La sécheresse et la baisse des cours d'eau n'auront pas affecté le transport fluvial cet été. "Seules 15% des voies à petit gabarit ont été fermées et 99% du réseau à grand gabarit est resté ouvert. Le système a été résilient face à la chaleur extrême", précise Thierry Guimbaud, directeur général de Voies navigables de France (VNF). De quoi conforter la progression de ce mode de transport qui a enregistré un niveau historique de trafic en 2019 avec une progression de 18%. "C'est le mode qui a le plus augmenté cette année-là", souligne Thierry Guimbaud.
Passé la crise du Covid qui avait mis à l'arrêt le secteur du BTP, le fleuve a retrouvé ses niveaux records en 2021. Ce qui laisse penser au directeur général de VNF qu'il s'agit d'une tendance de fond. Une rupture, même, pour un secteur longtemps boudé. L'eau avait pâti de la fermeture des industries lourdes à partir des années 1970, du développement du réseau routier et de l'essor de la logistique de petits volumes en flux tendu.
L'engouement dont il bénéficie aujourd'hui est directement lié aux préoccupations environnementales. Il est quatre fois moins polluant que le transport routier et trois fois plus économe en énergie. Et quand les camions peinent à accéder au coeur des villes, lui prend le relais sans difficultés, comme à Strasbourg, qui a décidé en 2019 d'acheminer par ce moyen les pavés destinés à la rénovation du centre-ville.
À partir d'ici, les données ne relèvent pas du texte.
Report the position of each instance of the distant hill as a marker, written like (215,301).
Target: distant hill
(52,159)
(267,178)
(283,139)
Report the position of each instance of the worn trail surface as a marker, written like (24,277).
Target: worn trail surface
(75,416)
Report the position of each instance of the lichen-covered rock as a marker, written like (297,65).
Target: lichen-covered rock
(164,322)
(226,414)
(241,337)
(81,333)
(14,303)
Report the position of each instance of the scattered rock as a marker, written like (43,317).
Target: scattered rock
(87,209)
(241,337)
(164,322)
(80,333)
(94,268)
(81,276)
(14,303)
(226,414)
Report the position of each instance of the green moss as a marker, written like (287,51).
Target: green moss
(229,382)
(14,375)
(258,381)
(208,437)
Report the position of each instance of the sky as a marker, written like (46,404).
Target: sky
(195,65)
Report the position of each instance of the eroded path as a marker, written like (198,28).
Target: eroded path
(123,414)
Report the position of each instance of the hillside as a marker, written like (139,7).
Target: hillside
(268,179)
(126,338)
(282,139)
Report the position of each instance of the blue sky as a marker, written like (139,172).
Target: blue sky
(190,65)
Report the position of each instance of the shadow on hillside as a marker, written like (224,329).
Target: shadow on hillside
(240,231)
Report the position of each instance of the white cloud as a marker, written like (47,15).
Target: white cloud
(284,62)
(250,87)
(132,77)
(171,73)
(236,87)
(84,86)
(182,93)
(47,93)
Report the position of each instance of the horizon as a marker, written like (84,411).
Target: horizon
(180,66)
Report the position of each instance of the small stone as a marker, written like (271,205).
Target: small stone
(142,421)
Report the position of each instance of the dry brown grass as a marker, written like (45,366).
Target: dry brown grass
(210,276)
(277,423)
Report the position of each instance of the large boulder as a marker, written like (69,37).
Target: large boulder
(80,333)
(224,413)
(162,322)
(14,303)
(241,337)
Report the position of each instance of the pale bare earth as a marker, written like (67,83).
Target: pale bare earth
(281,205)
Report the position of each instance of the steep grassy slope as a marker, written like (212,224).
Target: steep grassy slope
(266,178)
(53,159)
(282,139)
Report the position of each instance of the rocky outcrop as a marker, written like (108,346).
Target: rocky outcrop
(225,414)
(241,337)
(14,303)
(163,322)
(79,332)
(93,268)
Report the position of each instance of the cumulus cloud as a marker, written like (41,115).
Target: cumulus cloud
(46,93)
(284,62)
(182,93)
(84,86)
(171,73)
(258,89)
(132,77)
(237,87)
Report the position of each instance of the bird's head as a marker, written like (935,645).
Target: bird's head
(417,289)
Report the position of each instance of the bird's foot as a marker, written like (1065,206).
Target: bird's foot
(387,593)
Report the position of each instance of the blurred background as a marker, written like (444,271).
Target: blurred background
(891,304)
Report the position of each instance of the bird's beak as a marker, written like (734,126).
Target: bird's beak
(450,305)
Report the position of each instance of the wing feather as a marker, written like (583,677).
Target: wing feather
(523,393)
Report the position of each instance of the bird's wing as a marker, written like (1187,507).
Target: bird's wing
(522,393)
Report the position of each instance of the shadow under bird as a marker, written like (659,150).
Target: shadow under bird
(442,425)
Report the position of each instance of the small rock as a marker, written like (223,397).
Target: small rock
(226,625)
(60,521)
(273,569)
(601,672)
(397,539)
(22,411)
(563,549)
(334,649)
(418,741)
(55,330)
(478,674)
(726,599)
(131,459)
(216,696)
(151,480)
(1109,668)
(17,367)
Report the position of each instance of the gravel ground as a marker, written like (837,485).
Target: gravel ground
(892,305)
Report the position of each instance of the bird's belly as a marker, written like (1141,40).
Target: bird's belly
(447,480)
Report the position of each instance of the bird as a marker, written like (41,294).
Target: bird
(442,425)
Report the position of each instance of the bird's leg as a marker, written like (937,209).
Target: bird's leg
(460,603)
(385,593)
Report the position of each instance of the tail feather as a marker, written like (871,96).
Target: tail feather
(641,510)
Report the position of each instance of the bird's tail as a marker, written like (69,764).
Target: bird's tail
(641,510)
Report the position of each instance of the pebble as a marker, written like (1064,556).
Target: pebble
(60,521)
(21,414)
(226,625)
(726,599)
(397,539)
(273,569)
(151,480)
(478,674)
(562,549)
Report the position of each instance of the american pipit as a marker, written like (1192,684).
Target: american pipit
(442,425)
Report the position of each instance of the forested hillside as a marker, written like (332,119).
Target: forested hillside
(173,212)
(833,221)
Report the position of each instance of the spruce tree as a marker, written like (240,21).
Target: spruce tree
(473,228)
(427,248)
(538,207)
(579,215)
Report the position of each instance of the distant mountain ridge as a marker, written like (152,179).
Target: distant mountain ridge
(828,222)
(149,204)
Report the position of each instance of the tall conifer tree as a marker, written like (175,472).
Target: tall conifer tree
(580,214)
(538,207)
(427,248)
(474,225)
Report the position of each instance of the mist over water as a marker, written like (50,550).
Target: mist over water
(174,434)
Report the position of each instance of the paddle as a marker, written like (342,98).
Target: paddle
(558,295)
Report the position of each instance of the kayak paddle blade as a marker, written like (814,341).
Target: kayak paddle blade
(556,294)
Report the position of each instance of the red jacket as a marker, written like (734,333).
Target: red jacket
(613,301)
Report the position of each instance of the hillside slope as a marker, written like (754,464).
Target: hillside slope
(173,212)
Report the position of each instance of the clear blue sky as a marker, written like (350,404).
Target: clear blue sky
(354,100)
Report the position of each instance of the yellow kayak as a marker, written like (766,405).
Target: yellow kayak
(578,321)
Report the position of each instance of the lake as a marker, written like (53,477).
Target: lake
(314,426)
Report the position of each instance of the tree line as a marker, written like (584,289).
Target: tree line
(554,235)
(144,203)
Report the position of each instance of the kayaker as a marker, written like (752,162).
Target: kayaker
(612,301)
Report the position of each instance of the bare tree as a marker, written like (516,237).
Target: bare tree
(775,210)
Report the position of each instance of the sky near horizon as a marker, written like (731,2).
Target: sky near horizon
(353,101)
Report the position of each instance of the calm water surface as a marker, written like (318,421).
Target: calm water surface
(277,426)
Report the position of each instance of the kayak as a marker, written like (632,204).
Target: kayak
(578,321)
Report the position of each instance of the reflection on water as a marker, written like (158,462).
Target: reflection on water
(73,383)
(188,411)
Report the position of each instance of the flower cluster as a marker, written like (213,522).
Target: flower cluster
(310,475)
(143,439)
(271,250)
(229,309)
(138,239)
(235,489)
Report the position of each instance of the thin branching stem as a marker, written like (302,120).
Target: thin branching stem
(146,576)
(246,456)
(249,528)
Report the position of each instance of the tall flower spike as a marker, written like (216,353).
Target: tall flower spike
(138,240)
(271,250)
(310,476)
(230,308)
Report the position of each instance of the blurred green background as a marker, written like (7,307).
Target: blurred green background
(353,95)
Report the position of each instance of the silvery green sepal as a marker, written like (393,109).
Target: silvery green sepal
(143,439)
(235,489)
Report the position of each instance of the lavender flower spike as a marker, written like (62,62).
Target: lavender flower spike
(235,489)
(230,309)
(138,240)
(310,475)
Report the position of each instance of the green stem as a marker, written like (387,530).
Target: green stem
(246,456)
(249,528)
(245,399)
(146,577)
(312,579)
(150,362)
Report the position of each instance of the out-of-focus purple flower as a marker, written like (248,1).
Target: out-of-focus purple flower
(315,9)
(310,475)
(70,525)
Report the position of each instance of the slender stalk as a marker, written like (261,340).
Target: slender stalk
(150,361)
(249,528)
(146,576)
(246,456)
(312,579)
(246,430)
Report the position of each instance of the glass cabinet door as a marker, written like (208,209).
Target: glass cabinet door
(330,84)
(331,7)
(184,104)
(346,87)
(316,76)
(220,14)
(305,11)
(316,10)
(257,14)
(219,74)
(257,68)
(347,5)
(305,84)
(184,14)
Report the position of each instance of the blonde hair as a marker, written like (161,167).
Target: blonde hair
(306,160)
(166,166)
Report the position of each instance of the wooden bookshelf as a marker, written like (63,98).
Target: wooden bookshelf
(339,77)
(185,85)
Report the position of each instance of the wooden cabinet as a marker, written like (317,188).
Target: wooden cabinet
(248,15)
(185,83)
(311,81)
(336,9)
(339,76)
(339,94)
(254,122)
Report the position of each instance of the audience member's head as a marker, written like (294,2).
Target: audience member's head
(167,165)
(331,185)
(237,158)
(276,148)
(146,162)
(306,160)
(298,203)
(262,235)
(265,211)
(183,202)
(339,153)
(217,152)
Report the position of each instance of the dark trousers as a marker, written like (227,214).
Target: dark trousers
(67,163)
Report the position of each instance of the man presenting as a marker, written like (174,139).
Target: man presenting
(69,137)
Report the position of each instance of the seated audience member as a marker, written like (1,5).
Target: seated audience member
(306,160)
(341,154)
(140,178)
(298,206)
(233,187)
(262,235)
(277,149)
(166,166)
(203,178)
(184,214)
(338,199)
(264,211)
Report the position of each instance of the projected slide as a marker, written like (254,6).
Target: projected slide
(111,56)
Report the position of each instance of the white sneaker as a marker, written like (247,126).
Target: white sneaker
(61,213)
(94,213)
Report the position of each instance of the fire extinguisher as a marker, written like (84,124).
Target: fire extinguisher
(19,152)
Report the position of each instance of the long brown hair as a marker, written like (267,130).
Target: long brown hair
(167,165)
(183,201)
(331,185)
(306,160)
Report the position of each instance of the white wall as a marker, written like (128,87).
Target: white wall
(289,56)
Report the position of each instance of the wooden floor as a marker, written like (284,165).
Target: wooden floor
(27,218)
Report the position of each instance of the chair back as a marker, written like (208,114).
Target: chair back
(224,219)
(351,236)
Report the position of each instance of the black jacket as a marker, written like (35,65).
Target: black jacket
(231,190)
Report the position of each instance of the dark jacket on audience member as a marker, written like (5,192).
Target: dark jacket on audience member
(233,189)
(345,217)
C'est aussi par l'eau que les bars et les restaurants du centre reçoivent depuis juillet 2020 leurs boissons, les particuliers leurs colis et que sont évacués les déchets recyclables des magasins. 122 tonnes livrées et 48 tonnes sont enlevées par jour par Urban Logistic Solutions (ULS).
Des livraisons par bateau en centre-ville
Strasbourg n'est pas un cas isolé. Fin juin, c'est la ville de Lyon qui a retenu ULS pour les livraisons en centre-ville. Un bateau et quinze vélos électriques remplacent ainsi 150 camionnettes et permettent de réduire de 92% les émissions de CO2. Mais les municipalités écologistes ne sont pas les seules à s'intéresser au sujet : d'autres projets sont en cours, à Nantes, Toulouse et sur l'axe Le Havre-Rouen-Paris. "Depuis trois ou quatre ans, les collectivités s'impliquent beaucoup", note Thierry Guimbaud.
Et à Paris ? Après de premières initiatives prises par des entreprises comme Franprix (dès 2012), ce sont actuellement les matériaux des villages olympiques qui sont acheminés par barge. La préparation des JO a en effet été l'occasion de fixer un objectif à court terme : une quarantaine de bateaux doivent adopter des propulsions propres d'ici à 2024.
De fait, les bateaux sont souvent anciens. Or la mise au point de nouveaux moteurs et de systèmes d'échappement "propres" requiert un effort de recherche important, difficile à amortir pour une flotte française relativement petite avec 600 bateaux pour le tourisme et un millier pour le commerce.
Aussi VNF a-t-elle prévu un plan d'aide à la modernisation. Et les entreprises suivent. La Compagnie fluviale de transport teste ainsi depuis le mois de février un carburant de synthèse issu d'huiles végétales usagées, compatible avec n'importe quel moteur diesel. Il permet de réduire les gaz à effet de serre de 90%, les particules fines de 65%, le monoxyde de carbone de 25% et l'oxyde d'azote d'un tiers. Un beau score pour une péniche qui embarque 1000 tonnes de ciment sur la Seine, soit l'équivalent de 37 camions.
Vedettes de Paris (les fameux bateaux-mouches) a de son côté choisi l'électrique pour diminuer de 50% son impact carbone en deux ans. Un défi technologique puisqu'il faut garantir la stabilité du bateau, s'adapter aux contraintes d'exploitation - huit croisières d'une heure par jour - et tenir compte du courant fort lors des crues. L'électrification du secteur est par ailleurs en cours, avec l'installation de 80 bornes le long de la Seine. 345 millions d'euros vont être investis chaque année dans les infrastructures jusqu'en 2030. De quoi absorber le doublement du trafic prévu d'ici là. Et faire naviguer de façon plus responsable pas moins de 11 millions de touristes chaque année.